# Technical Document Extraction: Long-Horizon Task Abstraction
This image contains two primary panels enclosed in dashed borders, illustrating a conceptual framework for representing long-horizon tasks and a specific mathematical abstraction used to study them.
---
## Panel 1: Conceptual Framework
**Header:** Long-Horizon Tasks Can Be Represented As
### Component Isolation
This panel is divided into three vertical segments representing the flow of a task.
#### 1. The Plan (Blue Segment)
* **Input Source:** A dashed box at the bottom labeled "User Provided" points upward to this segment.
* **Components:**
* **Step 1**: Top-level task instruction.
* **Step 2**: Intermediate task instruction.
* **...**: Ellipsis indicating multiple intermediate steps.
* **Step N**: Final task instruction.
* **Flow:** Each step in "The Plan" points horizontally to a corresponding "Retrieve" block in the next segment.
#### 2. The Execution (Green Segment)
* **Context:** This segment is enclosed in a thick red border with the caption: "We isolate and study **Long-Horizon Execution** by LLMs".
* **Internal Logic (Repeated for Steps 1 through N):**
* **Retrieve**: Receives input from "The Plan".
* **Compose**: Receives input from "Retrieve".
* **Inter-step Flow:** A downward arrow connects the "Compose" block of one step to the "Compose" block of the subsequent step, indicating state or context carry-over.

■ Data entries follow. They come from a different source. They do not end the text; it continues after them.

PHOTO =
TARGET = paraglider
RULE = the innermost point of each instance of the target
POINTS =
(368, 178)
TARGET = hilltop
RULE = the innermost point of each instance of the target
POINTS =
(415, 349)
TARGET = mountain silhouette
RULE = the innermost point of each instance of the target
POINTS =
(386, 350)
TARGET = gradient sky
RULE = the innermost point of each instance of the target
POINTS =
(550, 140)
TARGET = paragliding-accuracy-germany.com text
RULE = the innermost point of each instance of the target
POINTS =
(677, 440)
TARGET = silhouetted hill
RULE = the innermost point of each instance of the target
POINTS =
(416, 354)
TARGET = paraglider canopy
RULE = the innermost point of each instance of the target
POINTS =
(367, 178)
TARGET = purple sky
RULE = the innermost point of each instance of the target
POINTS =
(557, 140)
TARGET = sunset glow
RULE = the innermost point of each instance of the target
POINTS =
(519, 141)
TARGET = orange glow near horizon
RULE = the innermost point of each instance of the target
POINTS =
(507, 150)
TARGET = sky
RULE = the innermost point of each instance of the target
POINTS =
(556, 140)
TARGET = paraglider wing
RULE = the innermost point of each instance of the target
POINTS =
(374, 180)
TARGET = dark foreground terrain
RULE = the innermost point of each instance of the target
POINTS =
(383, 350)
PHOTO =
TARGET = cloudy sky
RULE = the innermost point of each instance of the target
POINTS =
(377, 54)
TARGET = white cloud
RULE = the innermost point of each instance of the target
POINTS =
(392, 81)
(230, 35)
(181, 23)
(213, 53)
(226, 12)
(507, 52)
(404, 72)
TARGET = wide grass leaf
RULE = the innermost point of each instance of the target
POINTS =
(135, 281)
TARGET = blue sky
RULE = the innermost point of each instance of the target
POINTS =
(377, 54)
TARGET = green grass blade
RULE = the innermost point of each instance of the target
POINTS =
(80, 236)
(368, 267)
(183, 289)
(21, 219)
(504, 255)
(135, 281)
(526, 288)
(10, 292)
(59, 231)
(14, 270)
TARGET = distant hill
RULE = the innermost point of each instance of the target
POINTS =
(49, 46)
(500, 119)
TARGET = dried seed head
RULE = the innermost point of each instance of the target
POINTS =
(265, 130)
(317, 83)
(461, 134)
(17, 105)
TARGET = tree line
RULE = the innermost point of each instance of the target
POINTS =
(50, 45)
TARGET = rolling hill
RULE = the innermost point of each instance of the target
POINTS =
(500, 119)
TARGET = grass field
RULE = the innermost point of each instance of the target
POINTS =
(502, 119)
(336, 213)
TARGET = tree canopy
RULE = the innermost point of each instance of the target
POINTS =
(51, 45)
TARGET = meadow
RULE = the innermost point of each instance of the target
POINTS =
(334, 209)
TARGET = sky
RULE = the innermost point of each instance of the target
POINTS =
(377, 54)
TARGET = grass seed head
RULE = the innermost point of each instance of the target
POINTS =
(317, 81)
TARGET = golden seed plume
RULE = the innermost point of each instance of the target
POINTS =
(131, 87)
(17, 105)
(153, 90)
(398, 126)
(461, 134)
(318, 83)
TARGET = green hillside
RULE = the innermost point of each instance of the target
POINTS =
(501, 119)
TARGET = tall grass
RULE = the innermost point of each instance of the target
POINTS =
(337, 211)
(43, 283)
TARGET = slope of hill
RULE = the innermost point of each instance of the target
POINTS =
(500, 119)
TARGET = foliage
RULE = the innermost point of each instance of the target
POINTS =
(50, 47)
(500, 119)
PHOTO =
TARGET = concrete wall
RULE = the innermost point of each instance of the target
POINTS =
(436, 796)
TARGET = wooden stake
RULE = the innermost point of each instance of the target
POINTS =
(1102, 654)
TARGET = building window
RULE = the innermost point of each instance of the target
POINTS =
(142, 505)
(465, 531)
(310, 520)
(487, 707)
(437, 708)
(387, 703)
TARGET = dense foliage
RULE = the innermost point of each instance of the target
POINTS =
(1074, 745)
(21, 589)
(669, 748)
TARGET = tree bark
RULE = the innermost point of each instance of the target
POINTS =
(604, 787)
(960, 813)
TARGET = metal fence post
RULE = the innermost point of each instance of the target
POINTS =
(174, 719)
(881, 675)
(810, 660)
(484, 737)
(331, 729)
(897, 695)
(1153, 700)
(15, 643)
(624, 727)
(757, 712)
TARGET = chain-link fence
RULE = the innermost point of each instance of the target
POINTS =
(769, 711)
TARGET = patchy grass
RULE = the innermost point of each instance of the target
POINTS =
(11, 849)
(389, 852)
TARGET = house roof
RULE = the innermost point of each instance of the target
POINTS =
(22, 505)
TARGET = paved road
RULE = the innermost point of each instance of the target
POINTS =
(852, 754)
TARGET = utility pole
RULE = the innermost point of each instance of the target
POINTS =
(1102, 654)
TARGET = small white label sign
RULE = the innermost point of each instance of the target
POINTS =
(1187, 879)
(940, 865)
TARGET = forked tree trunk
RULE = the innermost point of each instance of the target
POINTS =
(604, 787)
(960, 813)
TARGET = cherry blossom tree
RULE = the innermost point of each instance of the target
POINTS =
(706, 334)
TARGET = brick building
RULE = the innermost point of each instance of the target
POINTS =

#### 3. The State (Red Segment)
* **Components:**
* **Output 1**: Result of Step 1 execution.
* **Output 2**: Result of Step 2 execution.
* **...**: Ellipsis indicating intermediate outputs.
* **Output N**: Final result.
* **Flow:** Each "Compose" block in the Execution segment points horizontally to its corresponding "Output" block.
---
## Panel 2: Mathematical Abstraction
**Header:** Our Abstraction: Key-Value Dictionary Addition
This panel illustrates a specific task designed to test the execution logic described in Panel 1.
### Data Table: The Dictionary
A blue box at the top contains a key-value dictionary that the system must "Keep track of":
| Key | Value | Key | Value | Key | Value | Key | Value |
| :--- | :--- | :--- | :--- | :--- | :--- | :--- | :--- |
| Apple | -82 | Break | 32 | Grape | 56 | Track | -4 |
### Interaction Flow (User and AI Agent)
#### Interaction 1:
* **User Input (User Icon):** "Add Apple Grape"
* **AI Reasoning (Robot Icon):**
* **Retrieval/State Check (Yellow dashed box):** "Current sum= 0, Apple= -82, Grape= 56"
* **Computation (Green dashed box):** "-82 + 56 = -26"
* **Final Output (Pink box):** `<answer> -26 </answer>`
#### Interaction 2:
* **User Input (User Icon):** "Add Break Track"
* **AI Reasoning (Robot Icon):**
* **Retrieval/State Check (Yellow dashed box):** "Current sum= -26, Break= 32, Track= -4" (Note: The current sum is carried over from the previous interaction).
* **Computation (Green dashed box):** "-26 + 32 - 4 = 2"
* **Final Output (Pink box):** `<answer> 2 </answer>`
---
## Summary of Technical Information
* **Primary Objective:** To isolate and study how Large Language Models (LLMs) execute long-horizon tasks by maintaining state across multiple steps.
* **Task Logic:** The task involves a "Key-Value Dictionary Addition" where the model must retrieve values for specific keys and maintain a running sum across sequential user prompts.
* **Key Data Points:**
* Initial State: Sum = 0.
* Step 1: Apple (-82) + Grape (56) = -26.
* Step 2: Previous Sum (-26) + Break (32) + Track (-4) = 2.